Fujitsu parades 16-core Sparc64 super stunner
Top of the FLOPS
SC11 Ahead of the SC11 supercomputer conference in Seattle last week, recently awakened supercomputing giant Fujitsu rolled out the kicker: a commercialized version of the K supercomputer  that is at the top of the flops charts in the world right now.
A whole lot of details on the Sparc64-IXfx processor and the PrimeHPC FX10 systems were missing, but El Reg has chased them down just as Fujitsu has announced its first paying customer for the FX10 machines.
The K supercomputer is the first machine in the world to break through the 10 petaflops performance barrier as gauged by the Linpack Fortran benchmark test. It was built by Fujitsu for the Japanese government and is installed at the Rikagaku Kenkyusho (RIKEN) research lab in Kobe, Japan.
The K super is based on the "Venus" Sparc64-VIIIfx processor designed by Fujitsu and fabbed by Taiwan Semiconductor Manufacturing Corp. The eight-core Venus chip clocks at 2GHz and delivers 128 gigaflops per chip, has a thermal efficiency of around 2.2 gigaflops per watt, and dissipates around 58 watts.
Some nodes of Fujitsu's PrimeHPC FX10 supercomputer
The K super has 22,032 four-socket blade servers fitted into 864 server racks to bring 705,024 cores to bear on parallel computation jobs. Running Linpack, the K machine delivered 10.51 teraflops of sustained performance on the Linpack test, which is 93.2 per cent efficiency as lined up against its peak theoretical performance of 11.28 teraflops. The Torus Fusion, or Tofu, 6D mesh/torus interconnect that Fujitsu has cooked up is no doubt one of the secret sauces in the K and FX10 supers.
The PrimeHPC FX10 super uses double-stuffed 16-core Sparc64 processors, also designed by Fujitsu and fabbed by TSMC, and increases the rack count to 1,024.
Most of the feeds and speeds of the Sparc64-IXfx processor were not available two weeks ago when Fujitsu jumped the gun on the SC11 conference. We knew that the chip has 16 Sparc cores that run at 1.85GHz and delivers 236 gigaflops of double-precision floating point number crunching. Now we know what the chip looks like and some more stuff about it.
The Sparc64-IXfx chip has 85GB/sec of memory bandwidth and includes 12MB of L2 cache memory on the chip that is shared by all 16 of those cores. Fujitsu is not implementing a ring interconnect for those cores, as Intel is doing for future Xeon and Itanium processors, but rather is plunking a big L2 cache memory controller in the dead center of the chip and wrapping four banks of L2 cache memory around it.
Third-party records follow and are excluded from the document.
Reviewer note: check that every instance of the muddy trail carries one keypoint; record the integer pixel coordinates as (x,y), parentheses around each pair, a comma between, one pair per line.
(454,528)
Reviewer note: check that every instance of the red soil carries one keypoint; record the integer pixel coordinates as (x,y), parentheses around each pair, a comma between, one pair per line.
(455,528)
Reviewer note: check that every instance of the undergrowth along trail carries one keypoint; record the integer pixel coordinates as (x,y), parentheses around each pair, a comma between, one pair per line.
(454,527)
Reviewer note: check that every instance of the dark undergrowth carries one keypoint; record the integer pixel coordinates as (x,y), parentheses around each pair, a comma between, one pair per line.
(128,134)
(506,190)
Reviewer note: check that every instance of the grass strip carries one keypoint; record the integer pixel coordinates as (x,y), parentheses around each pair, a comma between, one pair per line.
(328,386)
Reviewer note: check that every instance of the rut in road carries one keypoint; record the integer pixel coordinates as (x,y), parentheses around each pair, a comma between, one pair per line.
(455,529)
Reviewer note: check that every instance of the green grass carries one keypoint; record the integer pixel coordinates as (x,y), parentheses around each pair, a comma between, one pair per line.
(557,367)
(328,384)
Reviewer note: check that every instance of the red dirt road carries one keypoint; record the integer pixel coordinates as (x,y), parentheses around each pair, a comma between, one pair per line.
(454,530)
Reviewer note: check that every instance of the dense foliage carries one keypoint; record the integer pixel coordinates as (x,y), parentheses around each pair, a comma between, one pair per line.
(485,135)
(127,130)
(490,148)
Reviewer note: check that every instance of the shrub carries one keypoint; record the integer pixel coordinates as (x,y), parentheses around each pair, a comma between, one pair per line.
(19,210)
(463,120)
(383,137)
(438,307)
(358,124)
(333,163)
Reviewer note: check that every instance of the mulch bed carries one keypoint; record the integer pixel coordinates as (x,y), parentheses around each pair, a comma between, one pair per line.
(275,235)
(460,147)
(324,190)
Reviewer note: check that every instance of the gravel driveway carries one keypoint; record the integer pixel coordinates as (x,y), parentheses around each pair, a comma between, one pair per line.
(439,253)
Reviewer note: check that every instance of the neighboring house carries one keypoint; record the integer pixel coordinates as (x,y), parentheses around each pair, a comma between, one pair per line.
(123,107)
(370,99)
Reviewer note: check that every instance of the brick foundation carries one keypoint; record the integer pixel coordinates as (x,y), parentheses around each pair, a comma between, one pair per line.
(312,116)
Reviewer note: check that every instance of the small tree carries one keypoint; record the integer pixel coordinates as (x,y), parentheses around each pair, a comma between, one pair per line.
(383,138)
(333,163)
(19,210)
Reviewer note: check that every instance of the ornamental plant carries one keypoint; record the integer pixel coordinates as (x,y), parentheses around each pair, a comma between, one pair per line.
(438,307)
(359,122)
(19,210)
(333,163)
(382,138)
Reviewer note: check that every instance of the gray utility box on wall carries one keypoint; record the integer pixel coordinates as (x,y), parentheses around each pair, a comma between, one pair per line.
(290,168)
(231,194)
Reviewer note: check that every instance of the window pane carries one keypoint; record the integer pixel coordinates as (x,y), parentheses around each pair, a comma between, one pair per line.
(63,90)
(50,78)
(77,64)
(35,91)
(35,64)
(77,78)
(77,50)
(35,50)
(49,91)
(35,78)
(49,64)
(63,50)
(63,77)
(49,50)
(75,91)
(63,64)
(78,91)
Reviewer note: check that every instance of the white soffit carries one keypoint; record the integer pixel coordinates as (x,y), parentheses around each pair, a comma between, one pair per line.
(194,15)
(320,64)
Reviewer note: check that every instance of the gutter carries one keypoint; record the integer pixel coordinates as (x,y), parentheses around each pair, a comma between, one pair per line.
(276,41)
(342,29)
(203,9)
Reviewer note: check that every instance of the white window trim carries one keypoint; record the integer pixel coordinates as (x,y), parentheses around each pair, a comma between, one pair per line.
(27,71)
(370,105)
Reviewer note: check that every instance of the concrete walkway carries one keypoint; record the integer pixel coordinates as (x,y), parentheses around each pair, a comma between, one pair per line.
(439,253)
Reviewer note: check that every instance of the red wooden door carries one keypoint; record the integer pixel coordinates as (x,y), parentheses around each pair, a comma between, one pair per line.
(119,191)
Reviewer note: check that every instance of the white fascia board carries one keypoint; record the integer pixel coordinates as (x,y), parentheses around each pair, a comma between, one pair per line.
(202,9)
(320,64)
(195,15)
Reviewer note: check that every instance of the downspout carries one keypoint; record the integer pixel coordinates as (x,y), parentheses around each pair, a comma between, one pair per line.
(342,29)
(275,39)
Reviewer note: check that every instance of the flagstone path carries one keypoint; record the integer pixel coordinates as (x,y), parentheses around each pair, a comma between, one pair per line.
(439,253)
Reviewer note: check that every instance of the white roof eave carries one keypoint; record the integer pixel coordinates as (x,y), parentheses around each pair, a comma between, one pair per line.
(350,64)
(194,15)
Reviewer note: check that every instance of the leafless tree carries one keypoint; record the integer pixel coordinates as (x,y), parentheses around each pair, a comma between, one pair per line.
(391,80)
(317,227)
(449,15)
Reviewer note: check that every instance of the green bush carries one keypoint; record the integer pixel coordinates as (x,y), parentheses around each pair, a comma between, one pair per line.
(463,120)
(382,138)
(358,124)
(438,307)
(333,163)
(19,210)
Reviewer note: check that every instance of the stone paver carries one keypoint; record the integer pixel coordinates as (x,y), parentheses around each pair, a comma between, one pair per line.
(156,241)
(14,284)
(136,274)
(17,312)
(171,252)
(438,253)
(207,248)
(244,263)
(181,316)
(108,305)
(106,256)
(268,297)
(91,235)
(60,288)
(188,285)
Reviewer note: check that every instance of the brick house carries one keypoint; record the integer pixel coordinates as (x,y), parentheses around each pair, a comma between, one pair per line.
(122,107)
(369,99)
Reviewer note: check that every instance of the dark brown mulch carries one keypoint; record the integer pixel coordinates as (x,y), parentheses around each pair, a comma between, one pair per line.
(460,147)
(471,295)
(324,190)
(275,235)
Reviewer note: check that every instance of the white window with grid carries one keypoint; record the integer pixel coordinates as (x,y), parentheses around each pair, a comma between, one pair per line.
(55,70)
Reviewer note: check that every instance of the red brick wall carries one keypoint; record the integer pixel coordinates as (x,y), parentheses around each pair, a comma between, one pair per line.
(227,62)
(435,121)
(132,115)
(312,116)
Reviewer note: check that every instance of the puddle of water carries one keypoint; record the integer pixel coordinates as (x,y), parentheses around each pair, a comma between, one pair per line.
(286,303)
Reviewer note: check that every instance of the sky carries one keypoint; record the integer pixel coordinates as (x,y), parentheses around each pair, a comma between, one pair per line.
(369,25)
Two banks of cores are on the chip, top and bottom, with a DDR3 main memory controller implemented on each side of the L2 cache banks with memory interfaces out to the memory DIMMs.
The cores on the Sparc64-IXfx processor have 32KB of L1 data cache and 32KB of L1 instruction cache. The core has two integer units, two load/store units, and four floating point units that can execute two add or multiply instructions per clock. The chip can also allow a fat SIMD instruction to span two floating point units. The 16-core chip can do 128 floating point operations per clock, and at just a hair under 1.85GHz, you get 236 gigaflops peak theoretical performance.
The Sparc64-IXfx chip is implemented in a 40 nanometer process from TSMC and the die is nearly perfectly square at 21.9 millimeters by 22.1 millimeters. The chip has 1.87 billion transistors and 1,442 signal pins. During normal operations, Fujitsu says that the Sparc64-IXfx processor will burn about 110 watts.
At the top of the chip is an interface to the Tofu interconnect. Each processor socket in the K or FX10 machine has one of its own Tofu interconnect chips. This interconnect chip has a processor bus to link back to the Sparc64-IXfx processor, four Tofu network interfaces that handle packets coming off the processor and also provides remote direct memory access (RDMA) like InfiniBand does.
The interconnect chip has a Tofu barrier interface that handles collective operations, and a Tofu network router that has ten Tofu links. These links are used to hook the Tofu interconnect chips to up to ten other interconnect chips in the cluster, implementing the 6D mesh/torus when all the links are used.
The interconnect chip also has a PCI-Express 2.0 peripheral controller for linking out to storage and other peripherals. The interconnect chip is implemented in a fairly ancient 65 nanometer process and runs at 312.5MHz, which is a little less than one sixth the clock speed of the processor, and has ten bi-directional ports running at 5GB/sec this delivering a peak of 100GB/sec of switching capacity.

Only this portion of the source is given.